Ich schließe es nicht aus. Es gibt andere Realitäten, die andere Fragen mit sich bringen. Wir haben
sicher eine brennende Frage nicht beantwortet, weil meine Realität eine andere ist als etwa einer
trans Frau oder einer geflüchteten trans Frau. Insofern: bestimmt. Ein Großteil der brennenden
Fragen sollte aber abgedeckt sein.

Nachdem du in deinem Buch auch über deine Ex-Beziehung sprichst: Hast du einen Rat für Menschen
in Beziehung, die sich für eine Transition entscheiden – oder auch für deren Partner*innen?
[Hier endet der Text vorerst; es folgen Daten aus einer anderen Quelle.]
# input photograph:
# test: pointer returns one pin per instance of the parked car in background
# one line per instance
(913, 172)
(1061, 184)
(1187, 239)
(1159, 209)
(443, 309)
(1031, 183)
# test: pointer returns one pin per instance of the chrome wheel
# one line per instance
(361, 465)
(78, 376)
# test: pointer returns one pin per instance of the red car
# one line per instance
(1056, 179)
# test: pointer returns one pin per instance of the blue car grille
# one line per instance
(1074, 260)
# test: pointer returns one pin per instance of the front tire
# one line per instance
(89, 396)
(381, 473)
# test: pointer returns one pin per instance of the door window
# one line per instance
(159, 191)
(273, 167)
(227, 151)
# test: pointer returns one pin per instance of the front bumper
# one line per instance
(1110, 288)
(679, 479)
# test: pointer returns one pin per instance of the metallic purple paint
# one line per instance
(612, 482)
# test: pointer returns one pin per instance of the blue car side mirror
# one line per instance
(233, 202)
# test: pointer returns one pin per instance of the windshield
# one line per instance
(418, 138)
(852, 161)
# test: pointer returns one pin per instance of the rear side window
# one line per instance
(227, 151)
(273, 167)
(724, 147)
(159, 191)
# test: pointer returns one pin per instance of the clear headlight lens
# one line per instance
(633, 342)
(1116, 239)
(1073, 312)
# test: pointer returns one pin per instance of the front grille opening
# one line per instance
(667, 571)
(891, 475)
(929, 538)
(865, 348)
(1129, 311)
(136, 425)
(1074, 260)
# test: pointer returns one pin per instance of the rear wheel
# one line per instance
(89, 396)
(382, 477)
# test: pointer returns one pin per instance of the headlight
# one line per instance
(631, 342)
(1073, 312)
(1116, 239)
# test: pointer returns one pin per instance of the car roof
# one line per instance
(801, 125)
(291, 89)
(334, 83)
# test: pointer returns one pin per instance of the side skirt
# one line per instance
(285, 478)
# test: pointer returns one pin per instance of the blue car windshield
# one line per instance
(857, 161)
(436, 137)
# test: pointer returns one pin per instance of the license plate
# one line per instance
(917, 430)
Offene Kommunikation wäre mein Rat. Ich glaube nicht, dass man jemanden zwingen kann, dich für
immer weiter zu lieben. Das ist leider unrealistisch. Ich glaube aber, dass man fordern kann, dass
man die Entwicklung der Beziehung respektvoll und ehrlich miteinander teilt. Von beiden Seiten
sollte ehrlich kommuniziert werden. Man kann nicht fordern: „Du hast doch mal gesagt, du wirst für
immer bei mir bleiben und jetzt ist das nicht mehr so?“. So funktioniert das nicht mit der Liebe. Man
kann aber gemeinsam schauen, wie sich die Beziehung entwickelt.

Immer, wenn ein Teil einer Beziehung eine große Entscheidung trifft, die große Veränderungen mit
sich bringt, muss die andere Person immer schauen: Bin ich da mit dabei oder eben nicht. Das muss
auch keine Transition sein, es kann ja auch sein, dass eine Person sagt: Ich war Metzger und nun
werde ich Maler. Dadurch entwickelt sich eine neue Realität und dann muss die andere Person in der
Beziehung eben schauen: Ist das noch die Realität, an der ich teilhaben kann oder nicht?

Nach dem Buch „All die brennenden Fragen“: Planst du weitere Bücher – und wenn ja, welche?

Tatsächlich erscheint am 7. Juni ein Roman von mir. Ich empfehle, ihn zu kaufen, denn er ist sehr gut.
Ansonsten schreibe ich vielleicht mal ein Kochbuch oder werde mich weiter der Fiktion verschreiben.
Das große Sachbuchthema, bei dem ich mich auskenne, habe ich aber wohl abgearbeitet.

Hast du zum Schluss noch eine Antwort auf eine Frage, die ich gar nicht gestellt habe?

Ja! Wenn man sich mal fragt: Was soll ich mit diesen trans Menschen immer reden, dann habe ich ein
tolles Small-Talk-Thema: Gebäck oder allgemein Essen. Oder Garten oder Heimwerken. Damit kann
man viel Small Talk füllen. Was ich damit sagen will: Trans Menschen sind einfach normale Menschen
und man behandelt sie im Idealfall, wie man selbst behandelt werden will: Freundlich und nett, wie
man hoffentlich zu all den anderen Menschen auch ist.

Henri, ich danke dir vielmals für das Gespräch!